As a concrete example, I am following this tutorial of running a HuggingFace T5 model with FSDP and I use the
T5Block being the
transformer_layer_cls as suggested here. In this case, if I understand correctly, it is not possible to set weight-decay corresponding to the parameters of the LayerNorm layers present within each
T5Block to a value different from the weight-decay that’s passed to the optimizer? In particular, I’d like to have the weight-decay value to be 0.0 for these parameters following standard practice. Without FSDP, I can filter out such parameters by name or type and send two separate parameter groups to the Optimizer.
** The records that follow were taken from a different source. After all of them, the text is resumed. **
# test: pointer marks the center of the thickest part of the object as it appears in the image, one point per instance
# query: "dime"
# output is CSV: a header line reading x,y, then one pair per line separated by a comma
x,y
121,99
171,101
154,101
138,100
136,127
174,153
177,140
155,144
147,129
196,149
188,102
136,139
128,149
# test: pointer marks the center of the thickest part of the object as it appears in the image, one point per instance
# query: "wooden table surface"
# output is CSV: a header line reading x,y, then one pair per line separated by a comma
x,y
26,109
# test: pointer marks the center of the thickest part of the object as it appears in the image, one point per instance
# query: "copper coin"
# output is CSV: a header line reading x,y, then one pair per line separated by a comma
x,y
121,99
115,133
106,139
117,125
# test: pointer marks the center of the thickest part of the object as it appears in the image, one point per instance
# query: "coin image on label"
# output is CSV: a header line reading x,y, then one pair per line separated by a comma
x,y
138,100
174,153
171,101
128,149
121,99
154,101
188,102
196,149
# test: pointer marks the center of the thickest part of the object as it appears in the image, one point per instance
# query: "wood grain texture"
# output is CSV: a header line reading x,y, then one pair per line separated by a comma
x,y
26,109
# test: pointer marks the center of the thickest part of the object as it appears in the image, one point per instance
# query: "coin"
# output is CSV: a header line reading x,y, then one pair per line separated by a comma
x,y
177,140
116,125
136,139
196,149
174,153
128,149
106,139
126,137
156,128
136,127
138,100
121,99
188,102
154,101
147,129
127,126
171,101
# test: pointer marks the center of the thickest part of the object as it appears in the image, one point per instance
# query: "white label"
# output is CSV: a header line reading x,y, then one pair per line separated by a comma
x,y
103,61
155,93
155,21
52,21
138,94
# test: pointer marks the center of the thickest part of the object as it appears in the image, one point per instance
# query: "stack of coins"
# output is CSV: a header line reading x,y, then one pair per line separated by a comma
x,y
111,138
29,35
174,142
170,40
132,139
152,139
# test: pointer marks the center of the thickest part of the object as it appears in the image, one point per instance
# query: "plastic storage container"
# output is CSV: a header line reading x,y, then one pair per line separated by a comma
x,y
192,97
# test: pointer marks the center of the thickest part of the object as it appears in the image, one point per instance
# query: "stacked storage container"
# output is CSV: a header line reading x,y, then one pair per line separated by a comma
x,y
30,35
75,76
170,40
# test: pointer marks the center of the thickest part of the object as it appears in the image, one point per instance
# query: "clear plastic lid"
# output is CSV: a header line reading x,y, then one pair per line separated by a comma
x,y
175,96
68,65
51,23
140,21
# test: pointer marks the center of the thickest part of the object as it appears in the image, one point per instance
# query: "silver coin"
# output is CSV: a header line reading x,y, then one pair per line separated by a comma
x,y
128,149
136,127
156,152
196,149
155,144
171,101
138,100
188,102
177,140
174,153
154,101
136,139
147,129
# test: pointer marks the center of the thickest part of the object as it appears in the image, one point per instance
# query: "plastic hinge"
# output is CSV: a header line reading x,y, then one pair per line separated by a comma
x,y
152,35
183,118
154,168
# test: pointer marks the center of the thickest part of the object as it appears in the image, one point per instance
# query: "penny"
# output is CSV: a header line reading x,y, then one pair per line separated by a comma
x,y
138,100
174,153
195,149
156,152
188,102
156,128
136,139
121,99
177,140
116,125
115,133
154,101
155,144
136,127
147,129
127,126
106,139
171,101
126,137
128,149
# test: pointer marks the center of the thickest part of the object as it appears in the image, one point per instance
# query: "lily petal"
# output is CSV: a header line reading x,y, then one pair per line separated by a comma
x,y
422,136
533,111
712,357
With FSDP, each
T5Block is presented as a flat parameter which prevents us from doing so. While using FSDP, I can potentially wrap each individual LayerNorm to be its own FSDP unit but it will require modifying the
T5Block module and also will create a much higher number of FSDP units, thereby reducing compute/communication efficiency.
I have looked into this FSDP method called
summon_full_params but I am not sure if I can create such parameter groups using the unflattened parameters returned by this function and pass it to the torch.optim.AdamW optimizer. If not, then is there any other way to achieve this behavior with FSDP at this moment?